In response, Harris argued that under Article 9 of the Constitution, every citizen of the country has the right to live a healthy life.

He said that, on this basis, Dar should be given an exemption and the arrest warrants issued against him by the court should be cancelled.

The accountability court reserved its verdict on the matter and is expected to announce it later today.

In a previous hearing of the case, the court had declared Dar an absconder and warned his guarantors of the confiscation of surety bonds worth Rs5 million if the accused did not join trial proceedings.

'Assets beyond known income'

The noose seems to have been tightened around the former finance minister since NAB decided to reopen the Rs1.2 billion Hudaibiya Paper Mills reference against him.

The Hudaibiya reference will be the second ‘mega-corruption’ case against Dar being investigated by NAB, after a separate reference filed against him in the wake of the Panama Papers case judgement.

The reopening of the case was recommended by a joint investigation team formed by the apex court to probe the Panama Papers allegations against former prime minister Nawaz Sharif and his family members.
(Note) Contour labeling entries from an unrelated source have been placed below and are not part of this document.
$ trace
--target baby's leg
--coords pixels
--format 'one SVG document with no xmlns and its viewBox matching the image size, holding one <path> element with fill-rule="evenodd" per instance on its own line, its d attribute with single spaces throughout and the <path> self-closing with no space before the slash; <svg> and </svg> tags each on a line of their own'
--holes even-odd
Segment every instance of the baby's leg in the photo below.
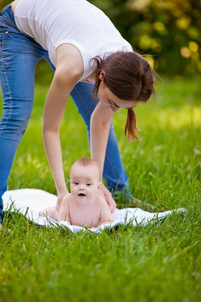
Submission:
<svg viewBox="0 0 201 302">
<path fill-rule="evenodd" d="M 55 220 L 58 220 L 58 217 L 59 216 L 58 212 L 56 210 L 55 206 L 49 206 L 44 210 L 42 210 L 39 213 L 40 216 L 43 217 L 49 216 L 51 218 Z"/>
</svg>

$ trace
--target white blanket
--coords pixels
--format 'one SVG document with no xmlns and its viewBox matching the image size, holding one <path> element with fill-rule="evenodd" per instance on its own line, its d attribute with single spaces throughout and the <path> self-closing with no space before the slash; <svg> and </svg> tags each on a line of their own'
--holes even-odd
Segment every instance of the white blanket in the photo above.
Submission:
<svg viewBox="0 0 201 302">
<path fill-rule="evenodd" d="M 96 229 L 86 229 L 76 225 L 67 225 L 65 222 L 58 222 L 50 217 L 39 216 L 39 212 L 44 208 L 55 205 L 57 196 L 36 189 L 21 189 L 7 191 L 3 197 L 4 211 L 9 208 L 12 211 L 18 210 L 27 218 L 35 223 L 42 226 L 49 228 L 58 227 L 60 225 L 66 228 L 72 233 L 87 230 L 98 234 L 107 228 L 112 229 L 118 224 L 132 223 L 134 226 L 140 224 L 145 225 L 148 223 L 156 222 L 161 219 L 173 211 L 181 212 L 185 210 L 180 208 L 177 210 L 167 211 L 159 213 L 150 213 L 139 208 L 128 208 L 120 210 L 116 209 L 113 214 L 114 221 L 110 223 L 102 224 Z"/>
</svg>

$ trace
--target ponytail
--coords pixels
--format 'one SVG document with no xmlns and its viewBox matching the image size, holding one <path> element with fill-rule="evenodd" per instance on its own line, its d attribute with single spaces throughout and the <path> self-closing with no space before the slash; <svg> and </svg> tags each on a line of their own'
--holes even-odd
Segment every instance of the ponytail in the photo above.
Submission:
<svg viewBox="0 0 201 302">
<path fill-rule="evenodd" d="M 137 115 L 133 108 L 129 108 L 127 113 L 127 119 L 125 127 L 124 132 L 128 137 L 128 141 L 131 142 L 135 139 L 140 140 L 140 138 L 136 133 L 136 130 L 139 131 L 136 127 Z"/>
</svg>

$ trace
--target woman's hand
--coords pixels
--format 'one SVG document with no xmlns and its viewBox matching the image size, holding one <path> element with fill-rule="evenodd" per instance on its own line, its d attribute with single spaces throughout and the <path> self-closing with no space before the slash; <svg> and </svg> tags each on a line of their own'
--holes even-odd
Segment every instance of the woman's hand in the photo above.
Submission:
<svg viewBox="0 0 201 302">
<path fill-rule="evenodd" d="M 57 201 L 56 204 L 55 208 L 56 210 L 58 213 L 59 213 L 59 210 L 61 206 L 61 204 L 62 203 L 63 199 L 67 194 L 69 194 L 69 192 L 68 191 L 66 191 L 65 192 L 63 192 L 63 193 L 60 193 L 58 195 Z"/>
<path fill-rule="evenodd" d="M 101 185 L 98 194 L 106 199 L 108 203 L 111 212 L 112 214 L 113 214 L 117 207 L 117 203 L 113 199 L 112 194 L 110 191 L 103 184 L 103 183 Z"/>
</svg>

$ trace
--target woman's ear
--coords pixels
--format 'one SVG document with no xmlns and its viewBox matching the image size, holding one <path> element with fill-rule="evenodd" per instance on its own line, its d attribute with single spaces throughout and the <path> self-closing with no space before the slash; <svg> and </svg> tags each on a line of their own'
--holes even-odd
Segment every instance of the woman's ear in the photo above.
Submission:
<svg viewBox="0 0 201 302">
<path fill-rule="evenodd" d="M 104 71 L 104 70 L 101 70 L 100 74 L 99 74 L 99 79 L 100 80 L 103 80 L 104 79 L 105 77 L 106 77 L 106 72 Z"/>
<path fill-rule="evenodd" d="M 101 185 L 101 183 L 99 183 L 98 185 L 97 188 L 96 193 L 98 193 L 98 192 L 99 192 L 99 190 L 100 188 L 100 185 Z"/>
</svg>

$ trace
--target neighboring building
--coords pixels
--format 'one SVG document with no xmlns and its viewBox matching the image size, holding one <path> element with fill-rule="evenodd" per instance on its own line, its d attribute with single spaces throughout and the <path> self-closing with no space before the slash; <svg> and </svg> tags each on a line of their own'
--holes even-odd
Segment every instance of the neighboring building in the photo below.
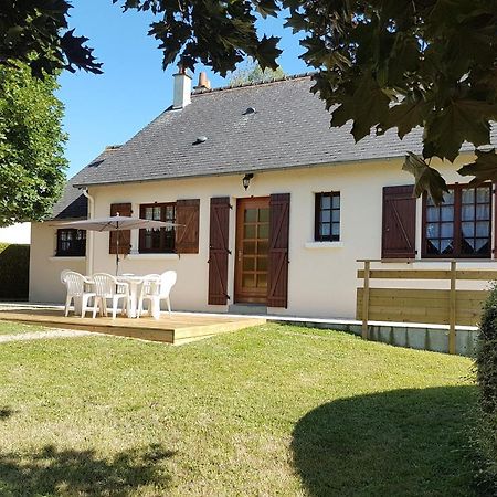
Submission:
<svg viewBox="0 0 497 497">
<path fill-rule="evenodd" d="M 469 188 L 457 165 L 437 208 L 412 198 L 402 171 L 421 130 L 353 142 L 329 127 L 308 75 L 236 88 L 198 88 L 175 75 L 173 105 L 71 179 L 54 220 L 32 225 L 30 299 L 62 302 L 59 274 L 114 272 L 115 237 L 57 229 L 119 212 L 176 221 L 121 241 L 126 273 L 178 272 L 176 309 L 353 317 L 358 258 L 494 255 L 494 192 Z M 470 159 L 464 150 L 457 163 Z M 80 188 L 80 190 L 77 188 Z M 89 204 L 84 191 L 92 199 Z"/>
<path fill-rule="evenodd" d="M 29 245 L 31 242 L 31 223 L 19 223 L 0 228 L 0 243 L 19 243 Z"/>
</svg>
On July 28, a five-member Supreme Court bench had ordered NAB to file three references against former prime minister Nawaz Sharif and one against Dar, on petitions filed by Pakistan Tehreek-i-Insaf’s Imran Khan, Jamaat-i-Islami’s Sirajul Haq and Awami Muslim League’s Sheikh Rashid Ahmed.

In its reference against the finance minister, NAB alleged that “the accused has acquired assets and pecuniary interests/resources in his own name and/or in the name of his dependants of an approximate amount of Rs831.678 million (approx)”.

The reference alleged that the assets were "disproportionate to his known sources of income for which he could not reasonably account for".

The government has withdrawn the portfolio of finance minister from Ishaq Dar.